The big, bright stars burn through their fuel, like hydrogen over a few hundred thousand years — which is a short time, astronomically speaking. The stars release their outer layers in rings of gas and dust. Then, they explode.

The Webb telescope glimpsed WR 124 during some of its first scientific observations in June 2022. The new image, released by NASA on Tuesday at the South by Southwest Conference in Austin, Texas, reveals unprecedented details in infrared light, which is invisible to the human eye.

The star, surrounded by a halo of glowing gas and dust, shines at the center of the image.

The Wolf-Rayet star observed by Webb is 30 times the mass of our sun, which has a mass of about 333,000 Earths. So far, WR 124 has shed about 10 suns' worth of material, creating the cool, glowing gas and cosmic dust seen in the image.

On Earth, dust is regarded as an annoyance that needs to be cleaned up. But cosmic dust across the universe swirls together with gas to form stars, planets and the very building blocks of life.

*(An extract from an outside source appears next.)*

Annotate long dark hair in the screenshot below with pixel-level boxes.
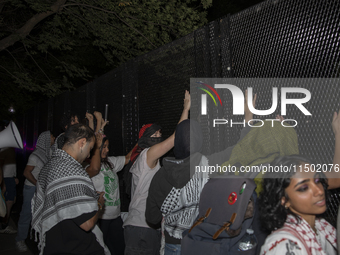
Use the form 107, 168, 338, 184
258, 155, 328, 231
100, 136, 114, 170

Astronomers are trying to understand why there is more dust in the universe than their theories can explain, and tools like the Webb telescope could shed new light on this astronomical ingredient.

The observatory can both see and see through dust using its observational capabilities in infrared wavelengths of light, including the brightness of the WR 124 star, the details of the gas surrounding it and the clumpy structure of the ejected stellar material in the halo.

Studying stars like WR 124 with Webb helps astronomers understand what happened in the early days of the universe, when dying stars exploded and released heavy elements that ended up on Earth and inside our own bodies.

"At the end of a star's life, they shed their outer layers out into the rest of the universe," said Dr. Amber Straughn, astrophysicist at NASA's Goddard Space Flight Center and Deputy Project Scientist for the Webb telescope's science communications, at the conference.

"I think this is one of the most beautiful concepts in all of astronomy. This is Carl Sagan's stardust concept, the fact that the iron in your blood and the calcium in your bones was literally forged inside of a star that exploded billions of years ago. And that's what we're seeing in this new image. That dust is spreading out into the cosmos and will eventually create planets. And this is how we got here, in fact."